You may have better luck if you more or less explicitly describe the right-hand side expressions: numbers, lists, dictionaries, and identifiers:

re.findall(r"([^=]+)=" # LHS and assignment operator
                  +r"([+-]?\d+(?:\.\d+)?|" # Numbers
                  +r"[+-]?\d+\.|" # More numbers
                  +r"\[[^]]+\]|" # Lists
                  +r"{[^}]+}|" # Dictionaries
                  +r"[a-zA-Z_][a-zA-Z_\d]*)", # Idents
           s)
# [('list_c', '[1,2]'), ('a', '3'), ('b', '1.3'), ('c', 'abch'), 
#  ('list_a', '[1,2]'), ('dict_a', '{a:2,b:3}')]

Answer 3

The answer is like below

import re
from pprint import pprint
s = 'list_c=[1,2],a=3,b=1.3,c=abch,list_a=[1],Save,Record,dict_a={a:2,b:3}'
m1 = re.findall(r"([^=]+)=" # LHS and assignment operator
                  +r"([+-]?\d+(?:\.\d+)?|" # Numbers
                  +r"[+-]?\d+\.|" # More numbers
                  +r"\[[^]]+\]|" # Lists
                  +r"{[^}]+}|" # Dictionaries
                  +r"[a-zA-Z_][a-zA-Z_\d]*)", # Idents
           s)
temp_d = {}
for i,j in m1:    
    temp = i.strip(',').split(',')       
    if len(temp)>1:
        for k in temp[:-1]:
            temp_d[k]=''
        temp_d[temp[-1]] = j
    else:
        temp_d[temp[0]] = j
pprint(temp_d)

Output is like

{'Record': '',
 'Save': '',
 'a': '3',
 'b': '1.3',
 'c': 'abch',
 'dict_a': '{a:2,b:3}',
 'list_a': '[1]',
 'list_c': '[1,2]'}

Answer 4

Instead of picking out the types, you can start by capturing the identifiers. Here's a regex that captures all the identifiers in the string (for lowercase only, but see note):

regex = re.compile(r'([a-z]|_)+=')
#note if you want all valid variable names: r'([a-z]|[A-Z]|[0-9]|_)+'
cases = [x.group() for x in re.finditer(regex, s)]

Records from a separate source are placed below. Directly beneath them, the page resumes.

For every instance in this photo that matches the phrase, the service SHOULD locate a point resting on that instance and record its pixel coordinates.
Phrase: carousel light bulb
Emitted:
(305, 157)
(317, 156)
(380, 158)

This gives a list of all the identifiers in the string:

['list_c=', 'a=', 'b=', 'c=', 'list_a=', 'dict_a=']

We can now define a function to sequentially chop up s using the above list to partition the string sequentially:

def chop(mystr, mylist):
    temp = mystr.partition(mylist[0])[2]
    cut = temp.find(mylist[1])           #strip leading bits
    return mystr.partition(mylist[0])[2][cut:], mylist[1:]
mystr = s[:]
temp = [mystr]
mylist = cases[:]
while len() > 1:
    mystr, mylist = chop(mystr, mylist)
    temp.append(mystr)

This (convoluted) slicing operation gives this list of strings:

['list_c=[1,2],a=3,b=1.3,c=abch,list_a=[1,2],dict_a={a:2,b:3}',
'a=3,b=1.3,c=abch,list_a=[1,2],dict_a={a:2,b:3}',         
'b=1.3,c=abch,list_a=[1,2],dict_a={a:2,b:3}',
'c=abch,list_a=[1,2],dict_a={a:2,b:3}',
'list_a=[1,2],dict_a={a:2,b:3}',
'dict_a={a:2,b:3}'] 

Now cut off the ends using each successive entry:

result = []
for x in range(len(temp) - 1):
    cut = temp[x].find(temp[x+1]) - 1    #-1 to remove commas
    result.append(temp[x][:cut])
result.append(temp.pop())                #get the last item

Now we have the full list:

['list_c=[1,2]', 'a=3', 'b=1.3', 'c=abch', 'list_a=[1,2]', 'dict_a={a:2,b:3}']

Each element is easily parsable into key:value pairs (and is also executable via exec ).